We’re here for The Princess and the Frog‘s Tiana—it’s definitely important to have unique storylines featuring characters of colour—but there’s also unique power in being able to see yourself reflected in the stories you grew up loving. For a lot of people, the remakes of Disney’s classic films impacted their sense of belonging; by seeing people like them on-screen, these films reaffirmed that not only were there people out there like them, but that their existence and experiences mattered. It’s the reason I clung so tightly to Aladdin‘s Jasmine (as problematic as her character was), because she was the only princess that looked anything like me and the family I grew up in.
In reimagining these classics with new faces, Disney is able to acknowledge that the past wasn’t *always* right, that diverse faces can and should exist in these spaces and to set right past racial stereotypes.
And, for everyone who continues to be salty; the casting of a Black woman as Ariel doesn’t negate the OG mermaid, or anyone’s ability to identify with her. Now there’s just more Ariel to go around, identify with and learn from.
As Twitter user @iylablue tweeted: “As a redhead with blue eyes, I LOVE this. The Little Mermaid is about a mermaid…a princess, and her journey of love + self discovery…. it’s not about a white girl with red hair lol.”

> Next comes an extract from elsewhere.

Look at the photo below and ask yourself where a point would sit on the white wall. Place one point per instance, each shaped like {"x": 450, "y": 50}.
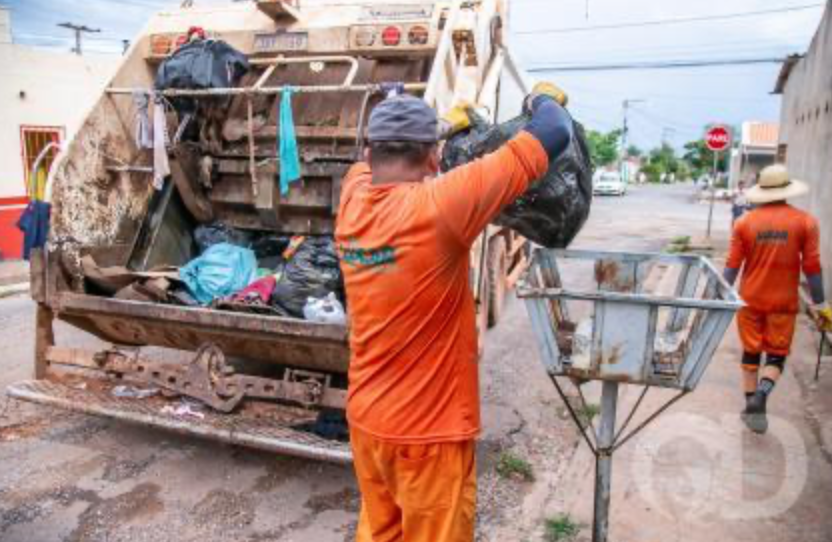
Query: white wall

As a redhead with blue eyes, I LOVE this. The Little Mermaid is about a mermaid…a princess, and her journey of love + self discovery…. it’s not about a white girl with red hair lol 😂 how is anyone mad?! Be happy for this beautiful + talented young woman. ❤️ go @chloexhalle🧜♀️ pic.twitter.com/lvlgNyxYm2
— iyla (@iylablue) July 4, 2019
And how cool is it that a whole generation of young people will get to grow up learning these lessons from someone that looks like them? That’s pretty great if you ask me.